# Problem L

Ticket Completed?

Many are familiar with the board game Ticket To Ride^{1} where players compete to build a
railway empire, claiming routes between cities. The game
consists of a map of cities and various rail segments each
connecting two adjacent cities.

A key way to score points towards winning the game is to
complete *Destination Tickets*. Each
ticket specifies two distinct cities. A player earns the points
that are indicated on the ticket if they have claimed one or
more rail segments that form a path connecting the two
cities.

There is one ticket for each distinct unordered pair of cities. In our version of the game, each player is randomly given a ticket and they have an equal probability of receiving any ticket. Given a list of rail segments you have already claimed, determine the probability you earn points from the ticket you are given.

## Input

The first line of input contains two integers $N$ ($2 \leq N \leq 10^5$), which is the number of cities, and $M$ ($0 \leq M \leq 10^6$), which is the number of rail segments you have claimed.

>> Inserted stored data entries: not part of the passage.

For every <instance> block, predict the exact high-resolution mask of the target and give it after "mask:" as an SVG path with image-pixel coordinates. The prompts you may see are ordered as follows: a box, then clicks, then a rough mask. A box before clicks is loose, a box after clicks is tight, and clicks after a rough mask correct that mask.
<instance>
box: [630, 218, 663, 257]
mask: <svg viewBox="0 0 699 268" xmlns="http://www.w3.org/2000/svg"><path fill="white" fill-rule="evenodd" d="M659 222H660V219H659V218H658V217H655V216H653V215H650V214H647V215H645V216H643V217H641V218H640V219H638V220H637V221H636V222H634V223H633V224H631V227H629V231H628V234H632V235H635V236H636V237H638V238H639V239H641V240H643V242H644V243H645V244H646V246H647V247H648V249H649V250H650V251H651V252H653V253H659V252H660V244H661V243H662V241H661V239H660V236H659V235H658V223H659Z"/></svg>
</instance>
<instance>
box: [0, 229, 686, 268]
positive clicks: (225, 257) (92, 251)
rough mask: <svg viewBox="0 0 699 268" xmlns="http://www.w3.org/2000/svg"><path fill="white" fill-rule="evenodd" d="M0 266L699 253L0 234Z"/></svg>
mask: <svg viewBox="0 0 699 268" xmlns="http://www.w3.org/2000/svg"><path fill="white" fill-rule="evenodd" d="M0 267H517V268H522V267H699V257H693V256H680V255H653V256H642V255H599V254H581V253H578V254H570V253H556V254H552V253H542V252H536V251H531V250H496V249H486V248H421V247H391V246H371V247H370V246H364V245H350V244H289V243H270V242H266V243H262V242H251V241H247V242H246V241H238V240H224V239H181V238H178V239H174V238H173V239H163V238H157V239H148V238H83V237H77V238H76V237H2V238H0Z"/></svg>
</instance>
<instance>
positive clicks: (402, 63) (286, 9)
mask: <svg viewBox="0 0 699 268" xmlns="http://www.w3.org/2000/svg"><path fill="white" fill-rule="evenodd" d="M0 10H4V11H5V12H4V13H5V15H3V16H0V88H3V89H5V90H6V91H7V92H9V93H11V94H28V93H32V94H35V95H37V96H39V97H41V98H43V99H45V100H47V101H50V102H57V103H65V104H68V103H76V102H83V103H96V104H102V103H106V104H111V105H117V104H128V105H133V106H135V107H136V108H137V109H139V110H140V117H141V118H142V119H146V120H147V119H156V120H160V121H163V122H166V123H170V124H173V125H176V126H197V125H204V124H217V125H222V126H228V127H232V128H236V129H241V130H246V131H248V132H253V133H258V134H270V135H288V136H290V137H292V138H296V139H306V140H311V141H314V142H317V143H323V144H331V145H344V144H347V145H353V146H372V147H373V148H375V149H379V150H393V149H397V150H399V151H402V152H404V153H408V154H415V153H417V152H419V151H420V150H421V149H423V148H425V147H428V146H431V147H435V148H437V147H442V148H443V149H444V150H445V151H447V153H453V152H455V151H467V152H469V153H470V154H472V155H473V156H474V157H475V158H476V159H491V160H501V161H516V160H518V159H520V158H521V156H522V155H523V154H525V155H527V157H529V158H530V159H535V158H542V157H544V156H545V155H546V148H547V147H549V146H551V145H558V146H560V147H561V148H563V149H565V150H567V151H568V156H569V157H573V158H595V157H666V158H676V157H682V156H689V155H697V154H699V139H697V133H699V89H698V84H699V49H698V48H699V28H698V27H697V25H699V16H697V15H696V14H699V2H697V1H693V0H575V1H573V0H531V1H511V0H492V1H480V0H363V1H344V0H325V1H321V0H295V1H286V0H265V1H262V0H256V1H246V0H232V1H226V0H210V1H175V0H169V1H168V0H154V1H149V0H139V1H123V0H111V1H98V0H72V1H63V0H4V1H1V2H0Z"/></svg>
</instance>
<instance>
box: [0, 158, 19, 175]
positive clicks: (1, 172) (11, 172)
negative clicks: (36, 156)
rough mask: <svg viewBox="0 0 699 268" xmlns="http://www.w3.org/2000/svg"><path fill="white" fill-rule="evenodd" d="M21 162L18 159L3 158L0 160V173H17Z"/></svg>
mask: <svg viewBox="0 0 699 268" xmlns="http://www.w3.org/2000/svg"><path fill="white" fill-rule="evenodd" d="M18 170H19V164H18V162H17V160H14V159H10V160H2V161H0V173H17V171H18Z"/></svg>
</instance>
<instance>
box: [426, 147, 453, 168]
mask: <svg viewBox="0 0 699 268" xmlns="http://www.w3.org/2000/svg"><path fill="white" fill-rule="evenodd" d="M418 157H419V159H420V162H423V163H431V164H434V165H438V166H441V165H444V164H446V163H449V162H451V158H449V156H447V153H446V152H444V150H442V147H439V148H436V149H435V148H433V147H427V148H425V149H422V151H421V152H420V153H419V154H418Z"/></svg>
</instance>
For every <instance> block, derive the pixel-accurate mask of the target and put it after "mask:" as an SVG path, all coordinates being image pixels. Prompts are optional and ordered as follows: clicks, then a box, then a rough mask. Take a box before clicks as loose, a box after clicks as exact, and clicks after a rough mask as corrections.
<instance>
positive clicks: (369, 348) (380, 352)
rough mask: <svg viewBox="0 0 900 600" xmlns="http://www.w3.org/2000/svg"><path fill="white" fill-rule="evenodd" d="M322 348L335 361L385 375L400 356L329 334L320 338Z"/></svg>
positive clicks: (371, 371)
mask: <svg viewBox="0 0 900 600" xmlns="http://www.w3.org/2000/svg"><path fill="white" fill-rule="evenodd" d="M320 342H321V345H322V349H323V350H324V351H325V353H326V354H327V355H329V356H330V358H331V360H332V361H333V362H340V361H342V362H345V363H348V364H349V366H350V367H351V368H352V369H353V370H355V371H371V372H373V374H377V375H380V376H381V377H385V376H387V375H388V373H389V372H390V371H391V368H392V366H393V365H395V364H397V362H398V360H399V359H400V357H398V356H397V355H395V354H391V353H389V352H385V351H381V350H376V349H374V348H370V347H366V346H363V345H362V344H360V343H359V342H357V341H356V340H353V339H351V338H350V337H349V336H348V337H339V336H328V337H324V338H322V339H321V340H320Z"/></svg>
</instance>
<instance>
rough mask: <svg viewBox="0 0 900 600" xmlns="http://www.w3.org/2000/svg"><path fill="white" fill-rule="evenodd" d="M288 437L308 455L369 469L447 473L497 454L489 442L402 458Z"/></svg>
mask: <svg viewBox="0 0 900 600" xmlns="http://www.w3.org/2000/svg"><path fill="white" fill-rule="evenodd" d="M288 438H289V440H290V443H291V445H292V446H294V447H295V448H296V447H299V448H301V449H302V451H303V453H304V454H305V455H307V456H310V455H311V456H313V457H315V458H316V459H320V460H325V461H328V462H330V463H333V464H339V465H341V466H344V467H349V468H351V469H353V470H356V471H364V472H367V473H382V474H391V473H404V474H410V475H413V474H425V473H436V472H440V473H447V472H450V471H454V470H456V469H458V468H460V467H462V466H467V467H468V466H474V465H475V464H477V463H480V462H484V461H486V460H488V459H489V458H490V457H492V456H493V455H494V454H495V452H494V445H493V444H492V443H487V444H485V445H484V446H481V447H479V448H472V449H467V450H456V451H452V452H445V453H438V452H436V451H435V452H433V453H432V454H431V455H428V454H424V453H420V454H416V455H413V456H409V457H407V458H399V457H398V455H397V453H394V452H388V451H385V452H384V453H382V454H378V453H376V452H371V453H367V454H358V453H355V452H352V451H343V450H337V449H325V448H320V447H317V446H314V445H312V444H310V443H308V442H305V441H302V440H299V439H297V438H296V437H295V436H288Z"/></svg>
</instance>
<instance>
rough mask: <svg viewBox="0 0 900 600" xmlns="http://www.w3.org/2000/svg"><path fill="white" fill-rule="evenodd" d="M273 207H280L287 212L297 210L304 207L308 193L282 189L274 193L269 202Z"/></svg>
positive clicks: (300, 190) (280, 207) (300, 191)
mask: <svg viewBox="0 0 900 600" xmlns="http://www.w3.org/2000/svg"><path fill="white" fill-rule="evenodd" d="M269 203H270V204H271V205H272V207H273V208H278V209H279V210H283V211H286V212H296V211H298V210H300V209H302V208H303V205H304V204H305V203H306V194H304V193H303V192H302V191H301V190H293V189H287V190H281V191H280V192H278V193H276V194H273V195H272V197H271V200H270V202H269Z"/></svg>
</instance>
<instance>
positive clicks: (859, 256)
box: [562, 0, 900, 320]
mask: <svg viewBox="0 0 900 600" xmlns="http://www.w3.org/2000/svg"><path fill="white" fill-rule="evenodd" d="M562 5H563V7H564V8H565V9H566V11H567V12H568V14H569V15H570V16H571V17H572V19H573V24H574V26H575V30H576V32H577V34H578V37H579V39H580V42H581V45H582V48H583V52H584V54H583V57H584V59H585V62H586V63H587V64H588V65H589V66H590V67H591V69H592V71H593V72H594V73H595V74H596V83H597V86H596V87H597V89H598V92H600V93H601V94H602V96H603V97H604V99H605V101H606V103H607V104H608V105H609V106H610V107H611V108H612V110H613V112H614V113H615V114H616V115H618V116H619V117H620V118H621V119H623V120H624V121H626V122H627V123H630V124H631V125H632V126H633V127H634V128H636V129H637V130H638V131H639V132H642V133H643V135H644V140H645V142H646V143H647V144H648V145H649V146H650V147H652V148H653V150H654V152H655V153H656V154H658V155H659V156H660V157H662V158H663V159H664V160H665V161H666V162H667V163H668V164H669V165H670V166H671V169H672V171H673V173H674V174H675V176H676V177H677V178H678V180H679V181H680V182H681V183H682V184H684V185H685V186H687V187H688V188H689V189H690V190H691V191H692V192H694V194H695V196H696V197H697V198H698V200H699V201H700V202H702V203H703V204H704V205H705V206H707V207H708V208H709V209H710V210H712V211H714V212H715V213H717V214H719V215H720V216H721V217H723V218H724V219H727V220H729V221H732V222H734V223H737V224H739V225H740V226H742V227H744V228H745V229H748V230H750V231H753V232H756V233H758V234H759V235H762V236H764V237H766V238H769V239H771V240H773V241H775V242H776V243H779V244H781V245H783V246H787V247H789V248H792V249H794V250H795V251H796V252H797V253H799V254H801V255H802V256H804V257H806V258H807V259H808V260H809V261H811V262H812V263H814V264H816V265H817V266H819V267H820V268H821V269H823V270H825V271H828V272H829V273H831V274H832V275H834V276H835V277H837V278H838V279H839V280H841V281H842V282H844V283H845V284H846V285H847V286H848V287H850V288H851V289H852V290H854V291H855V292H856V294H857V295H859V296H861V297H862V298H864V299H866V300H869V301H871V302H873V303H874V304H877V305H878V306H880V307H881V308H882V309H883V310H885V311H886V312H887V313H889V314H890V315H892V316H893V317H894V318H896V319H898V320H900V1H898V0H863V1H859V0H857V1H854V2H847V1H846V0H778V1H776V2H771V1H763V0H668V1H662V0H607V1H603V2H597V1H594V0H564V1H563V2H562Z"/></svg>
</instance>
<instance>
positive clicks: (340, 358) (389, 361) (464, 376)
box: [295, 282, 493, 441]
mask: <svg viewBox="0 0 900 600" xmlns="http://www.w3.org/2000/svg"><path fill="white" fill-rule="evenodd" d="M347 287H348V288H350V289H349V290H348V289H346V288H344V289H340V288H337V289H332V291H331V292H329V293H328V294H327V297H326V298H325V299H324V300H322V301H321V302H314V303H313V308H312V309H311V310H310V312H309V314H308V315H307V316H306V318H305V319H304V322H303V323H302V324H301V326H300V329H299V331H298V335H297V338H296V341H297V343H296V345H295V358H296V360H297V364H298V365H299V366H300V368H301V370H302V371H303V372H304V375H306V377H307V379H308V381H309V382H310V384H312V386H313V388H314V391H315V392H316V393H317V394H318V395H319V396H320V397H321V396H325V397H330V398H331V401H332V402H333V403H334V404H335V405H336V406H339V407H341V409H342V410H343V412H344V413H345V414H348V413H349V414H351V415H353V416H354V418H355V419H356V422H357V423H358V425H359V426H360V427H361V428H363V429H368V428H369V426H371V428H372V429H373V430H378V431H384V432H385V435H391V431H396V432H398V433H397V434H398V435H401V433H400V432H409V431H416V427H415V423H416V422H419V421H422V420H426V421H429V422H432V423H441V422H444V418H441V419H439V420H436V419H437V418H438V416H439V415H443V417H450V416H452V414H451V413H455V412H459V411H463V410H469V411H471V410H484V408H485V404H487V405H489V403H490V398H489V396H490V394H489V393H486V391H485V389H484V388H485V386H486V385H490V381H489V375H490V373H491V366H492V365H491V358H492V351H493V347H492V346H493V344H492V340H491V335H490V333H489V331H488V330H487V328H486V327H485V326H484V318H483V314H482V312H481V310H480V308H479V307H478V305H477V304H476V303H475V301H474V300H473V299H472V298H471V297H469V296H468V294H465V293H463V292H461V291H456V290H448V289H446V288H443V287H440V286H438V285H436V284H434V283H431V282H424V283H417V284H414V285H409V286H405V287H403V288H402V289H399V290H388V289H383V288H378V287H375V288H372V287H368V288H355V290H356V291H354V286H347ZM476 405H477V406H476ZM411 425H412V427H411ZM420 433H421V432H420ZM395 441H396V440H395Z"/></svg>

The next $M$ lines describe your claimed rail segments. Each line contains two distinct integers $i$ ($1 \leq i \leq N$) and $j$ ($1 \leq j \leq N$), which are the cities that this rail segment connects.

## Output

Display the probability you earn points from the ticket you are given.

Your answer should have an absolute error of at most $10^{-6}$.

Sample Input 1 | Sample Output 1 |
---|---|

4 2 1 2 3 4 |
0.33333333333333333333 |

Sample Input 2 | Sample Output 2 |
---|---|

5 4 1 5 2 3 2 4 3 4 |
0.4 |

Sample Input 3 | Sample Output 3 |
---|---|

7 5 1 2 2 3 3 4 5 6 6 7 |
0.42857142857142857143 |

**Footnotes**

- Ticket To Ride is copyrighted by Days of Wonder, Inc.